Do You Need to Temper Eggs?
We wanted to know if tempering really is all about temperature.
The traditional approach to preparing custards, puddings, and sauces, which rely on eggs for thickening power, requires tempering the eggs. The technique calls for heating the dairy, whisking a portion into the eggs (to which any sugar has usually been added), and then adding this mixture back to the pan with the rest of the hot dairy before cooking the mixture to the final temperature. Conventional cooking wisdom says that tempering prevents the eggs from seizing up into tight curds by allowing them to warm up gradually. We wondered if tempering really is all about temperature, so we set up a test to find out.
EXPERIMENT: We made three batches of crème anglaise, a custard sauce calling for egg yolks, milk, and sugar. For the control batch, we tempered the eggs the traditional way. For the second batch, we warmed the eggs with the sugar before adding them to the heated milk and proceeding as before. For the third batch, we mixed all the ingredients together at the outset and cooked the mixture to the final temperature. In all three cases, once the eggs were in the pot, we stirred the entire time to ensure that the eggs heated evenly from top to bottom.

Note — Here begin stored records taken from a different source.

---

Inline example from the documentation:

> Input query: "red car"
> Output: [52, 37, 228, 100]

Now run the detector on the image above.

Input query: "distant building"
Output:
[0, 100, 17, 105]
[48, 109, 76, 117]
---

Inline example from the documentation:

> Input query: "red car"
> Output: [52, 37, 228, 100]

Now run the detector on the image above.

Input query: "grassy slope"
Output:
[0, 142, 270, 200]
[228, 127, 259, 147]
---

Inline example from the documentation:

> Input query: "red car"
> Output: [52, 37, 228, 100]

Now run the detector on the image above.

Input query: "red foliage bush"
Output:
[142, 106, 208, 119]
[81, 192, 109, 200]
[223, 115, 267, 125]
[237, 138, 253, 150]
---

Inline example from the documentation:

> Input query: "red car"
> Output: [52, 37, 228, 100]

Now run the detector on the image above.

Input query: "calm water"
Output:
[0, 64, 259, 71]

RESULTS: The second batch, where the eggs were warmed before being combined with liquid, showed signs of curdling as soon as the eggs were stirred into the hot milk. The third batch was identical to the control, with the same smooth consistency and thickness.
EXPLANATION: Tempering doesn’t work because of the gradual heating of the yolks; it works because the addition of liquid dilutes the uncooked egg proteins, making it harder for them to link up and form firm clumps when heated. This was borne out by the third batch, where the egg proteins were diluted from the outset. The second batch failed because the eggs had not been diluted before they started cooking; they were able to link up before they could be dispersed throughout the mixture.
TAKEAWAY: The real benefit of tempering is that it reduces the amount of constant stirring necessary since the dairy is already heated by the time the eggs go into the pot, which jump-starts cooking. That said, it does require some back and forth and multiple bowls. If you forgo tempering and choose to put everything in the pot at the same time, just make sure to stir constantly from the outset to prevent the eggs from forming clumps.
UNDILUTED EGGS: Proteins link up, forming clumps.
DILUTED EGGS: Liquid gets in the way of the proteins, making it harder for them to form bonds.